Vivekananda Reddy’s sister Y.S. Vimala is also emphatic that Avinash was always the candidate for the Kadapa MP seat. She told The Wire, “I have no idea why this is being brought up like this. There was never any question that Avinash would be the candidate. Viveka was campaigning for him before he died. I’m really distressed that they’re framing an innocent boy.” 

Regarding CBI’s claim about tickets for Sharmila or Vijayamma

Two years after Vivekananda Reddy’s death, Sharmila split away from her brother Jagan to form her own party in Telangana, the YSR Telangana Party (YSRTP). Vijayamma, Jagan’s mother, joined her in Hyderabad. 

There is a split in the family – but it’s between the brother and sister. There is no way now to know if Vivekananda Reddy spoke to Sharmila about the Kadapa seat, and Jagan has always been tightlipped about family fights. But rumour has it that Sharmila wanted a Rajya Sabha seat and was denied it. 

Y.S. Sharmila Reddy launches the YSR Telangana Party in Hyderabad, July 8, 2021. Sharmila’s mother Y.S. Vijayamma is also seen. Photo: PTI

Either way, there is no information in the public domain about Vivekananda Reddy playing a role in what happened between Jagan and his sister.

Second, even if Viveka had a difference of opinion with Jagan on the Kadapa ticket, this would have been of no consequence since anyone who follows Andhra politics knows Vivekananda Reddy had little political influence left with Jagan after 2011. It’s also common knowledge why that happened. 

The 2011 split

After the death in 2009 of Jagan’s father, Viveka’s brother and unified Andhra Pradesh’s two-time chief minister Y.S. Rajasekhara Reddy, there was a power struggle in the state.
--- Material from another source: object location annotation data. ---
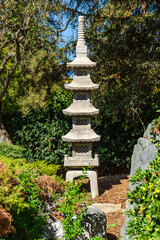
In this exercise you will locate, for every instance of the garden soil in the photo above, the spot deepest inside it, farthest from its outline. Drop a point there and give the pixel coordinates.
(113, 189)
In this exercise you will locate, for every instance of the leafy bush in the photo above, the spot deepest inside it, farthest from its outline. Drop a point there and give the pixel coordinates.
(42, 131)
(144, 221)
(22, 195)
(11, 151)
(72, 210)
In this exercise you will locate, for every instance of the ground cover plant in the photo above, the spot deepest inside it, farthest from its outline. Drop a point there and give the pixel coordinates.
(26, 188)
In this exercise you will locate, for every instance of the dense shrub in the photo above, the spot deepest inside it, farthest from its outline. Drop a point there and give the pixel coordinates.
(144, 221)
(41, 131)
(23, 193)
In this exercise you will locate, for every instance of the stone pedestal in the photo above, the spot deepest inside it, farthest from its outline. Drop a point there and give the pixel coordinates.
(81, 135)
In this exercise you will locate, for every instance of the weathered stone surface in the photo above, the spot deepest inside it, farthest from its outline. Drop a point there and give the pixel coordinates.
(94, 224)
(144, 152)
(81, 134)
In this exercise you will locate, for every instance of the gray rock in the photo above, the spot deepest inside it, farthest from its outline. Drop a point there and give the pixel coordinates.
(143, 153)
(94, 224)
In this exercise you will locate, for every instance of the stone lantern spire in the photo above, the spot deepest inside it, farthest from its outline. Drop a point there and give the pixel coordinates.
(81, 135)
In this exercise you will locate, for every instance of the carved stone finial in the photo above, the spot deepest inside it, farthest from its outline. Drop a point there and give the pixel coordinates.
(81, 37)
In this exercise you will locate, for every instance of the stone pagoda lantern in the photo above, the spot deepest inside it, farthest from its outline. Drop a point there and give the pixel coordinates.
(81, 135)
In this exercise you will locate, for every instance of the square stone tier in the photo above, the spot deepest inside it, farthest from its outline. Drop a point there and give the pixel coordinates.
(81, 105)
(81, 131)
(81, 156)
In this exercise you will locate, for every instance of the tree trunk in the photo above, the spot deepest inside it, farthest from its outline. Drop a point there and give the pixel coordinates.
(4, 136)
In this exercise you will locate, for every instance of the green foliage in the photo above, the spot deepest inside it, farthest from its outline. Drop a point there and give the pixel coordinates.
(22, 196)
(73, 207)
(42, 130)
(11, 151)
(96, 238)
(144, 223)
(19, 193)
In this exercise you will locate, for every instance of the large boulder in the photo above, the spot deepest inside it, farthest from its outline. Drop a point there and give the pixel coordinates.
(144, 152)
(94, 224)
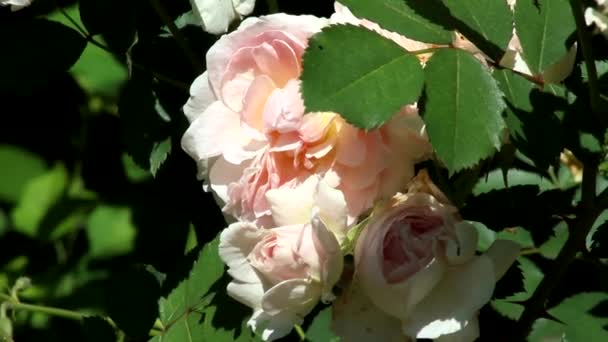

In a move that surprised everyone, Congress president Sonia Gandhi refused to nominate Jagan to YSR’s vacant Pulivendula assembly seat. 

Her decision would herald the precipitous decline of the Congress in the state. In 2010, when Sonia Gandhi refused permission for Jagan’s ‘Odarpu Yatra (Consolation Journey) for those who had reportedly died by suicide following YSR’s death, Jagan went anyway. A year later, he left to form his own party, the YSRC. At that crucial moment, Viveka chose to side with the Congress.

In return, the then Congress CM Kiran Kumar Reddy made Viveka an MLC and agriculture minister. Jagan quit the Lok Sabha and by-elections were called for both his Kadapa parliamentary seat and his late father’s Pulivendula assembly seat.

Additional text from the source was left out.